2330. — À FRÉDÉRIC II, ROI DE PRUSSE.
(Février.)

Sire, je mets aux pieds de Votre Majesté un ouvrage que j’ai composé en partie dans votre maison, et je lui en présente les prémices longtemps avant qu’il soit publié. Votre Majesté est bien persuadée que, dès que ma malheureuse santé me le permettra, je viendrai à Potsdam sous son bon plaisir.

Je suis bien loin d’être dans le cas d’un de vos bons mots, qu’on vous demande la permission d’être malade. J’aspire à la seule permission de vous voir et de vous entendre. Vous savez que c’est ma seule consolation, et le seul motif qui m’a fait renoncer à ma patrie, à mon roi, à mes charges, à ma famille, à des amis de quarante années ; je ne me suis laissé de ressource que dans vos promesses sacrées, qui me soutiennent contre la crainte de vous déplaire.

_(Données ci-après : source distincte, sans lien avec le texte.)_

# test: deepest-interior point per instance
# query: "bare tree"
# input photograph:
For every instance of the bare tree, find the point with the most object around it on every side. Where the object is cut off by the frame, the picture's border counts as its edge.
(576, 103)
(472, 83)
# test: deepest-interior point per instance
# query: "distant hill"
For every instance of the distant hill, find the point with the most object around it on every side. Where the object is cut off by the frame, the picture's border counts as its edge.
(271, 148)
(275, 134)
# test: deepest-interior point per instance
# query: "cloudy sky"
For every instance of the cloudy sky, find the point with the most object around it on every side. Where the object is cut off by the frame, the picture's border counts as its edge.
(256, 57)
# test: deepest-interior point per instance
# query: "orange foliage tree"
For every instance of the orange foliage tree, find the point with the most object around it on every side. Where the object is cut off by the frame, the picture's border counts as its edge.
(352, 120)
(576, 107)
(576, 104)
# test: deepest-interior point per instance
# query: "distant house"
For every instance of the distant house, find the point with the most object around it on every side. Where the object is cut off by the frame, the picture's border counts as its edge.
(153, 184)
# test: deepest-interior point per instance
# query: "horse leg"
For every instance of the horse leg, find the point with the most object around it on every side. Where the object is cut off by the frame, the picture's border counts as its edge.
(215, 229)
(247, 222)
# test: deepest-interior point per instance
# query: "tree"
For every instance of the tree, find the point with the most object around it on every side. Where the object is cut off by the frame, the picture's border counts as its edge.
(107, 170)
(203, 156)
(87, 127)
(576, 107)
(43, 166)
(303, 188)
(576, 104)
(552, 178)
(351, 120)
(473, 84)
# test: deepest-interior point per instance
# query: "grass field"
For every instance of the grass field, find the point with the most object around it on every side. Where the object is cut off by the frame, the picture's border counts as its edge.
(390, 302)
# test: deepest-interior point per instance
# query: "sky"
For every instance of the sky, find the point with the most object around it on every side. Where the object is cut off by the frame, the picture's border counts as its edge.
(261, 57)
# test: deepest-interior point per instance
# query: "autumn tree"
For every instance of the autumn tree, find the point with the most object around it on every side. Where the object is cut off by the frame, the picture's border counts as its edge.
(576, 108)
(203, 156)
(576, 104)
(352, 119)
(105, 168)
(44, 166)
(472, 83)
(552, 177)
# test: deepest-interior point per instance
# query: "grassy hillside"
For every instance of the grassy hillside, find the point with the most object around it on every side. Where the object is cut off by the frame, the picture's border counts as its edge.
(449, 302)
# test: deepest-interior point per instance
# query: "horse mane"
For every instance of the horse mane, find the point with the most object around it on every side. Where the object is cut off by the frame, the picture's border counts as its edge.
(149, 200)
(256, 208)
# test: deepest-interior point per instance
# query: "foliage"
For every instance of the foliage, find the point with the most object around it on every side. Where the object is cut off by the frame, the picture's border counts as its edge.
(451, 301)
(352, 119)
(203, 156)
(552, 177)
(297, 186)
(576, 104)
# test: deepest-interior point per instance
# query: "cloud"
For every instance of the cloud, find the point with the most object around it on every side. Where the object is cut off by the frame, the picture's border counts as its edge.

Comme on a mandé à Paris que j’étais dans votre disgrâce, j’ose vous supplier très-instamment de daigner me dire si je vous ai déplu en quelque chose. Je peux faire des fautes ou par ignorance, ou par trop d’empressement, mais mon cœur n’en fera jamais. Je vis dans la plus profonde retraite, donnant à l’étude le temps que des maladies cruelles peuvent me laisser. Je n’écris qu’à ma nièce. Ma famille et mes amis ne se rassurent contre les prédictions[1] qu’ils m’ont faites que par les assurances respectables que vous leur avez données[2]. Je ne lui parle que de vos bontés, de mon admiration pour votre génie, du bonheur de vivre auprès de vous. Si je lui envoie quelques vers, où mes sentiments pour vous sont exprimés, je lui recommande même de n’en jamais tirer de copie, et elle est d’une fidélité exacte.

Il est bien cruel que tout ce qu’on a mandé à Paris la détourne de venir s’établir ici avec moi, et d’y recueillir mes derniers soupirs. Encore une fois, sire, daignez m’avertir s’il y a quelque chose à reprendre dans ma conduite. Je mettrai cette bonté au rang de vos plus grandes faveurs. Je la mérite, m’étant donné à vous sans réserve. Le bonheur de me sentir moins indigne de vous me fera soutenir patiemment les maux dont je suis accablé.

  1. Voyez la lettre 2485.
  2. Dans la lettre du 23 août 1750.